O argumento de que algumas empresas dão
lucros que são distribuídos para o Estado é o mais “charmoso” de todos, mas
esconde uma série de equívocos. Em primeiro lugar, a maior parte das empresas
estatais não apresenta lucro contábil e muito menos econômico. Ao contrário, se
considerarmos o capital investido, o resultado tende a ser bastante ruim.
E mesmo aquelas que apresentam algum lucro,
ciclicamente são utilizadas como instrumento populista de política
macroeconômica de controle de preços. O caso da Petrobras no governo Dilma é só
um dos vários exemplos. De toda forma, as que apresentam lucros periódicos são,
na maioria das vezes, aquelas caracterizadas como monopólios ou quase
monopólios.

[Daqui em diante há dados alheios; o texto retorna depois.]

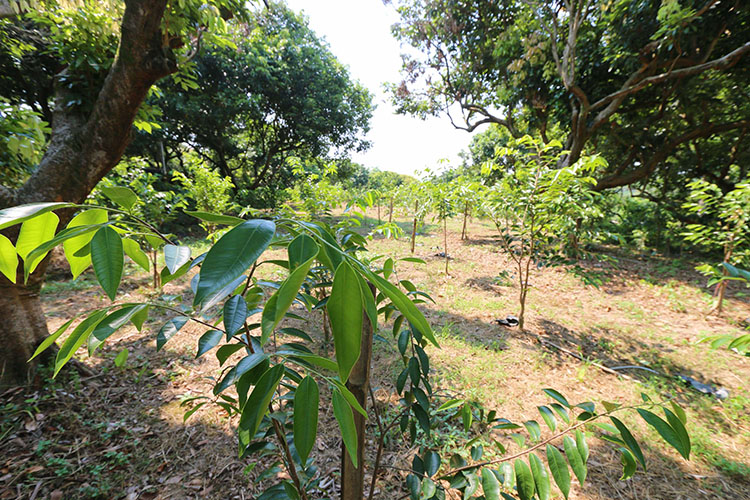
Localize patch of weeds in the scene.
[41,274,98,296]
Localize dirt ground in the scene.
[0,213,750,500]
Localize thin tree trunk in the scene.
[443,217,448,274]
[411,201,419,253]
[461,201,469,241]
[341,284,375,500]
[0,261,49,387]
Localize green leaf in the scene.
[16,212,60,276]
[90,226,123,300]
[523,420,542,443]
[563,436,587,485]
[193,219,276,306]
[185,210,245,226]
[326,261,363,382]
[293,376,320,464]
[29,316,78,361]
[239,364,284,437]
[224,295,247,340]
[424,451,441,477]
[609,417,646,470]
[366,270,440,347]
[287,234,320,271]
[482,468,500,500]
[52,311,106,377]
[619,447,637,481]
[115,348,129,368]
[0,202,75,229]
[576,429,589,465]
[529,453,550,500]
[547,444,570,499]
[195,330,224,358]
[122,238,151,271]
[156,316,189,351]
[63,208,108,279]
[513,458,535,500]
[333,388,362,468]
[536,406,557,432]
[164,245,190,274]
[260,244,317,345]
[92,304,148,341]
[102,186,138,211]
[637,408,690,459]
[542,388,570,408]
[214,352,268,395]
[0,234,18,283]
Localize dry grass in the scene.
[0,212,750,500]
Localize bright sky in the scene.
[287,0,478,175]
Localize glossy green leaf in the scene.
[260,245,317,344]
[0,234,18,283]
[156,316,189,351]
[195,330,224,358]
[333,388,361,468]
[52,311,106,377]
[664,408,690,460]
[536,406,557,432]
[214,352,268,394]
[101,186,138,211]
[482,467,500,500]
[224,295,247,340]
[563,436,587,485]
[367,271,440,347]
[90,226,124,300]
[63,208,108,279]
[92,304,148,341]
[529,453,550,500]
[619,448,637,481]
[164,244,190,274]
[29,316,78,361]
[547,444,570,498]
[16,212,60,276]
[239,364,284,437]
[287,234,320,271]
[122,238,151,271]
[185,210,245,226]
[193,219,276,306]
[637,408,690,459]
[609,417,646,470]
[576,429,589,465]
[0,202,75,229]
[513,458,536,500]
[542,388,570,408]
[292,376,320,464]
[115,347,129,368]
[326,261,362,382]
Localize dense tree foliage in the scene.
[130,4,372,206]
[391,0,750,190]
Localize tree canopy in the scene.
[391,0,750,190]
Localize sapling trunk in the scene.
[461,201,469,241]
[411,201,419,253]
[341,284,375,500]
[443,217,448,274]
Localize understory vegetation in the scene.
[0,0,750,500]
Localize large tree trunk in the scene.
[0,0,177,385]
[0,264,47,387]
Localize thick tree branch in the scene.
[591,42,750,111]
[9,0,177,213]
[594,120,750,191]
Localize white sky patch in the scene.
[287,0,478,175]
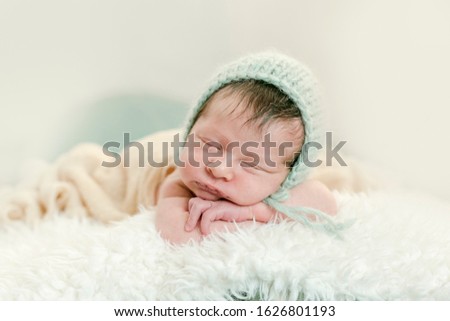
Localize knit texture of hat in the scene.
[184,52,321,200]
[184,52,340,232]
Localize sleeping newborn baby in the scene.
[0,53,338,243]
[156,53,336,243]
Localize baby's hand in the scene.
[185,197,251,235]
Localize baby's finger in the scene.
[184,207,202,232]
[200,211,216,235]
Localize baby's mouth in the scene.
[196,182,223,198]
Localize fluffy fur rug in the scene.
[0,191,450,300]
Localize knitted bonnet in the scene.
[184,52,342,230]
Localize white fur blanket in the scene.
[0,191,450,300]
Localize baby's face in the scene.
[180,90,301,205]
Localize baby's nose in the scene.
[206,161,233,181]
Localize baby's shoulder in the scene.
[158,168,193,200]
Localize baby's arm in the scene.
[155,173,260,244]
[186,180,337,235]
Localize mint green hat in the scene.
[184,52,342,234]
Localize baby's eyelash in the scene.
[241,161,261,170]
[204,141,222,150]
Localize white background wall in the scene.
[0,0,450,199]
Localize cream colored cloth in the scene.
[0,129,179,222]
[0,129,377,222]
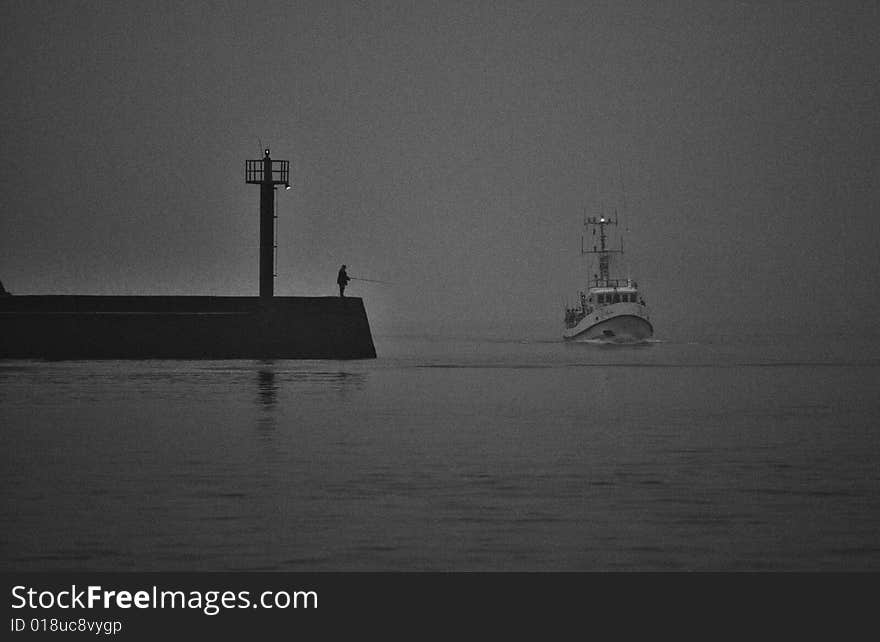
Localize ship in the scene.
[0,148,376,359]
[562,214,654,343]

E nesses casos, os gestores precisam ser extremamente criativos
para gerarem prejuízos.
Finalmente, a afirmação de que alguns
setores são estratégicos (o de energia, por exemplo), ao contrário de
justificar a existência de empresas públicas, só indica que o arcabouço
regulatório deve ser bem desenhado e administrado de forma totalmente isolada
do universo político. Em outras palavras, são os incentivos criados que definem
os investimentos realizados no setor.
Só assim conseguiremos gerar segurança
jurídica de maneira a atrair investimentos privados, cujos recursos estão
disponíveis pelo mundo todo, e que, inclusive, implicam menor custo de
oportunidade social, na medida em que os recursos públicos passam a ser
liberados para áreas mais meritórias (como saúde, educação, segurança pública e
para políticas assistenciais).
Infelizmente, a forma como o processo de
capitalização da Eletrobras tem sido conduzido e todos os jabutis incorporados
na lei que abriu essa possibilidade só mostram que não há real intenção
política de se modificar o status quo vigente. Ao contrário, tudo indica
que o atual governo ainda enfrentará uma série de barreiras para dar um pequeno
passo de abrir mão do controle da empresa.
E se isso está ocorrendo com a Eletrobras,
que perdeu substancialmente sua importância ao longo do tempo, pode-se imaginar
que tipo de discussão envolverá a suposta proposta de privatização da
Petrobras; uma empresa com participação em vários segmentos dentro do setor
petrolífero, ainda mais em um contexto de preço internacional do petróleo nas
alturas.
“Texto publicado originalmente no UOL em 26/5/2022.”